Below is the email that i received a little while back.

More pointers for a good search engine listing

Worse, website designers are still building sites with Flash. Flash is great. Flash is startling. It looks terrific as all those images come cascading in a blizzard of light, shade and colour. The only problem is - guess what? - the robots can’t figure it out. They are puzzled, bemused, unable to grasp what is going on. The result is that they go somewhere else, probably to a site where the designer has laid everything out on a simple plate for them.

Until the search engine programmers figure out a way to write algorithms that understand Flash presentations, the simple, no-nonsense, text-based sites will continue to win hands down. And by that I mean they will continue to win good listings. Which is the object of the exercise.

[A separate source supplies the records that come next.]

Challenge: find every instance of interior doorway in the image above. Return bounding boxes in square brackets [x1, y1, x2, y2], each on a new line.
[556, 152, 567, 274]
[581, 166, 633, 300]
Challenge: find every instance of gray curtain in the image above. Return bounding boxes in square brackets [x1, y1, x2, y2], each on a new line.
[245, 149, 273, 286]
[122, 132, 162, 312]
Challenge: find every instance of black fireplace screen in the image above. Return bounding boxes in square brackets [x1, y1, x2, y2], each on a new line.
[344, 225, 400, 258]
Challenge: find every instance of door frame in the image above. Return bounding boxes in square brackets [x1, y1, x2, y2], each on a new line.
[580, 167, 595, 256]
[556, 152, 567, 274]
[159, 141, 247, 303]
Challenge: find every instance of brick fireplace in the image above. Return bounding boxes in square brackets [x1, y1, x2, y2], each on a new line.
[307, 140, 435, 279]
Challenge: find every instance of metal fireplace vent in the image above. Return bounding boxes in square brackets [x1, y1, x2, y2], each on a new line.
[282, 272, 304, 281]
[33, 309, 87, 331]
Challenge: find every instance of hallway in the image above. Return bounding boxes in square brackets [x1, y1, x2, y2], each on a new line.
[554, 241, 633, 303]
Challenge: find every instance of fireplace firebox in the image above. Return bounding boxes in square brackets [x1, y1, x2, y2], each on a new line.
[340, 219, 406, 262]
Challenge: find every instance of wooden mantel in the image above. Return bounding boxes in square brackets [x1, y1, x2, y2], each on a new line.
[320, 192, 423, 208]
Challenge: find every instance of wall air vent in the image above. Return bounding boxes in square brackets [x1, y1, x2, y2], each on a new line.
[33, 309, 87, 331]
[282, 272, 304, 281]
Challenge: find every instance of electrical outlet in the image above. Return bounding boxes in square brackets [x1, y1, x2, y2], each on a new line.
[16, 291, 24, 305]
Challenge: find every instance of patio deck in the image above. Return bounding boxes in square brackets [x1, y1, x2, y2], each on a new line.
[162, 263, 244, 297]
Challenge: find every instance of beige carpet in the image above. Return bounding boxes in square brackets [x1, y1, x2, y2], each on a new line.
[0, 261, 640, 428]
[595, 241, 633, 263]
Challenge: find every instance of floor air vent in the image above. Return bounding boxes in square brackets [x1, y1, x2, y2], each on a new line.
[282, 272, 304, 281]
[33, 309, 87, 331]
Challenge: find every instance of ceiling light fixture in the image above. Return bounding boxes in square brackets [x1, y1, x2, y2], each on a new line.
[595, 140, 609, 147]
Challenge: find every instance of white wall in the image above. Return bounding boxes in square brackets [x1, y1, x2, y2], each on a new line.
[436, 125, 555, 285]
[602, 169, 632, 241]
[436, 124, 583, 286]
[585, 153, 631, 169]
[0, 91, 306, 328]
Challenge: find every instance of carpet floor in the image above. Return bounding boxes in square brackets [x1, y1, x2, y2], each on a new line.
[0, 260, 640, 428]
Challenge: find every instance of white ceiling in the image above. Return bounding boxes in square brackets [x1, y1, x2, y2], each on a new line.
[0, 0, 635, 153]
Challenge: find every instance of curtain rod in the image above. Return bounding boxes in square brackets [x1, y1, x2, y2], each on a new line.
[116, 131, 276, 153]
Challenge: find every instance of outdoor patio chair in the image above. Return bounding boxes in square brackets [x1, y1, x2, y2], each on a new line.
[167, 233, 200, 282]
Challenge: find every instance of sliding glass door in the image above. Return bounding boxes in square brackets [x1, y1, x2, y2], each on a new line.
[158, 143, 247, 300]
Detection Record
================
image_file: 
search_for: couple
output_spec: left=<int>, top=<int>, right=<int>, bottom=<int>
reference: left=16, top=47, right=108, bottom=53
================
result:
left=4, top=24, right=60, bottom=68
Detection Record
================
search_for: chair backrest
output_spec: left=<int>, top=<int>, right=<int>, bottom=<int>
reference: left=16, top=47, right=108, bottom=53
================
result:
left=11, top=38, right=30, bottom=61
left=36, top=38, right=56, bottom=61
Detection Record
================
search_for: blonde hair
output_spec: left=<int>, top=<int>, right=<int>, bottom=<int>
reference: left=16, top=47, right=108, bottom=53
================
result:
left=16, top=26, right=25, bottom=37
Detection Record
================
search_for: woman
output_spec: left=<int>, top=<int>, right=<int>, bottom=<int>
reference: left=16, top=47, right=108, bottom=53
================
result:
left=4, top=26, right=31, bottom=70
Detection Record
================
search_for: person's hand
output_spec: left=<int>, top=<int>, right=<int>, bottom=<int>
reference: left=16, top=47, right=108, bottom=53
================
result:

To be fair, however, the great majority of web designers have no abiding interest in search engine optimization. They figure that their job is to build a site that is both attractive and interesting. It is therefore up to the site owner to lay down a few rules when commissioning a build - no Frames, no animated gifs and, above all no Flash.

Is Google really the greatest?

And finally, folks, a word about the search engines themselves.

Everybody wants to get a good listing on Google. To them, Google is the be all and end all and that there really is nowhere else to be. What they tend to overlook is that the so-called lesser engines are equally good at pulling business if they are fed properly.

I have a client who receives 80% of his Internet business (which is substantial) via Yahoo, on which he is No 1 for all four of his search terms. Google does very little for him. Why should that be? It’s because, when you get down to it, Yahoo is a consumer-oriented engine and Google is predominantly a commercial or business-to-business engine. And his business is geared to the consumer market.

I know that many seo elitists will take issue with me about the efficacy of this statement. So be it. But I will get my retaliation in first by saying that (a) their argument will have to be damn good to convince me and (b), I don’t really care what they say.

My own comment on this is that, its very difficult for the average user to discern what is real and not real when there are so many passionate half correct seo consultants publishing information that appears correct.

For the longest time a desperate customer could get an unethical seo person to literally spam (via blackhat techniques ) yahoo and get away with it. Though yahoo might disagree with me, at this time 2008, I think its still possible to spam yahoo and msn and to a large degree, get away with it. Doing the same with Google requires more work. Enough work that, one might as well just do it the right way.